Mano a mano che il rapporto con Lionel si consolida (e si sfalda quello con il marito, che non riesce quasi a riconoscere la consorte), è però evidente che la salute di lui sta peggiorando. Lo si vede sempre più spesso chiamare il medico e ad aiutarsi con un respiratore artificiale. Quando Lionel capisce che il suo tempo si sta esaurendo, dice a Diane:”Voglio poter andare più al largo. E voglio che tu sia con me.” Dopo di che, le chiede di rasarlo interamente, dalla testa ai piedi. Ecco che l’elemento fiabesco ritorna: liberato dalla pelliccia della Bestia, rimane solo un Lionel umano, che può congiungersi con la Bella. In una stanza dipinta di un blu intenso, il colore della profondità e dell’inconscio, cade ogni differenza tra i due, i loro corpi bianchi possono incontrarsi e fondersi. Infine si recano al mare; dopo tante location in interno o urbane, l’inquadratura sembra aprirsi e respirare. E’ un arrivederci, non un addio: il mare li investe ed inghiotte, come in un battesimo. Dall’acqua uscirà solo Diane, ormai sola, ma pronta a percorrere il suo cammino e a seguire la sua vocazione.

Diane

Diane Nemerov (14 marzo 1923-26 luglio 1971) nacque negli Stati Uniti da una ricca famiglia ebrea di origine polacca, che aveva fatto fortuna grazie al negozio di pellicce “Russeks.” In seguito al matrimonio con Allan Arbus (1941), i due aprirono un piccolo studio fotografico, con cui realizzavano principalmente servizi per riviste di moda. Spronata dal marito a crearsi un progetto fotografico suo, la Arbus frequentò diversi corsi di fotografia, durante i quali apprese la tecnica e capì che tipo di immagini voleva creare: capì che voleva fotografare ciò che era considerato sgradevole, sordido. Dagli anni ’60 si dedicò quindi a fotografare gli artisti del circo, ma anche travestiti, nani o giganti. Frequentava spesso il museo dei mostri Hubert, ed in seguito fu ammessa a fare foto in un campo di nudisti. Questo tipo di soggetti le fece incontrare molte difficoltà sia per farsi commissionare lavori, sia per esporre; è risaputo che alcuni visitatori arrivarono a sputare su alcune sue foto esposte al Moma di New York, nel ’65. La sua produzione artistica fu compresa tra il 1960 ed il 1971, anno della sua morte. Pur non essendo annoverata tra i maestri della fotografia, il lavoro della Arbus è stato comunque seminale per molti altri artisti. L’omaggio più celebre è senza dubbio quello di Stanley Kubrik, che ha ripreso in “Shining” il celebre ritratto delle gemelle.

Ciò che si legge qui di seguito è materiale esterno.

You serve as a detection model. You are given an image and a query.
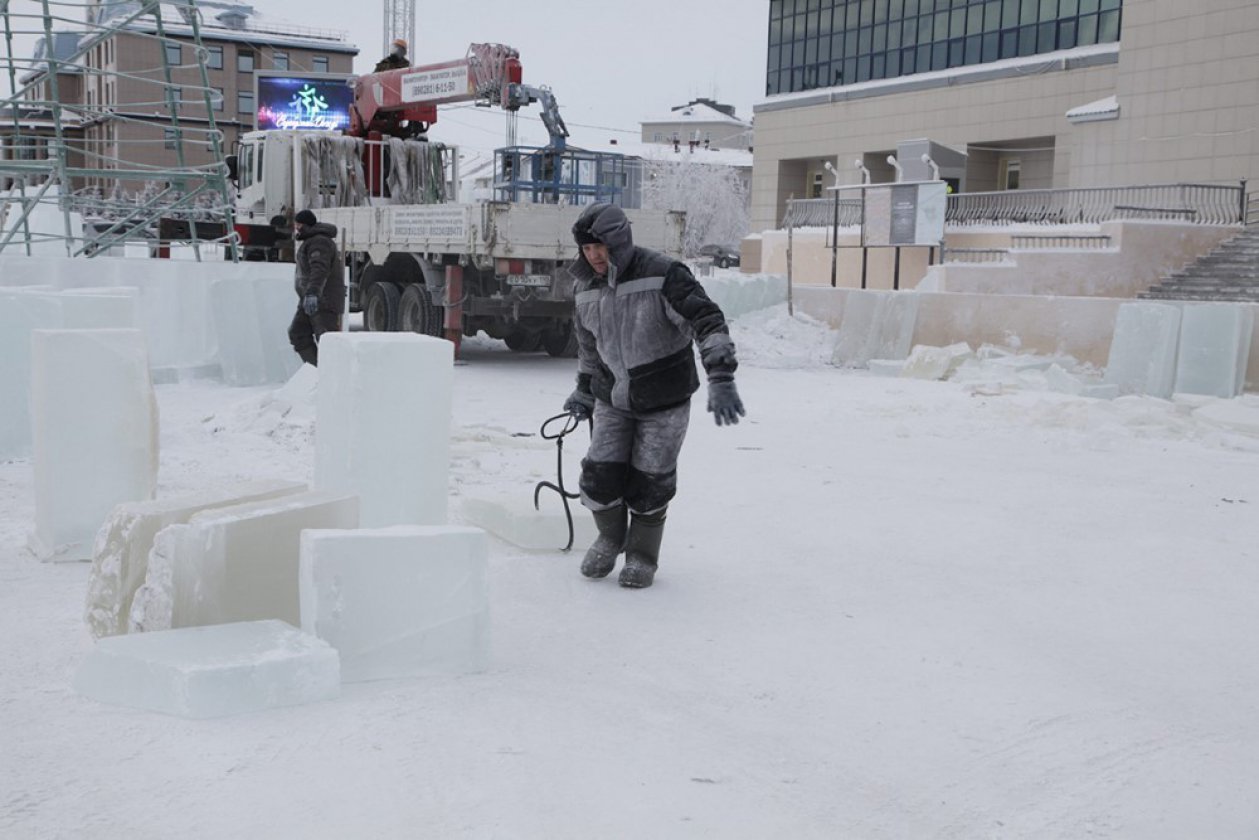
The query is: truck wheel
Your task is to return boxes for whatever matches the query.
[363,281,402,332]
[543,324,577,359]
[398,283,446,339]
[504,330,543,353]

Steven Shainberg, regista di “Fur,” dice di lei:”C’è un’incredibile intimità in quelle immagini. Non solo quello che il soggetto delle foto ha rivelato a lei, ma anche quello che lei ha rivelato al soggetto riflesso nella macchina fotografica. Quelle immagini, molte di esse, riguardano la relazione profonda con la persona che percepiamo nella stanza; lei, dietro l’obiettivo. Questo è un primo aspetto. Il secondo aspetto è che mettono in discussione il nostro terrore, pregiudizio, impressionabilità e rifiuto. E quelle immagini ci costringono ad accettare che ci sono cose che fatichiamo ad ammettere con noi stessi.”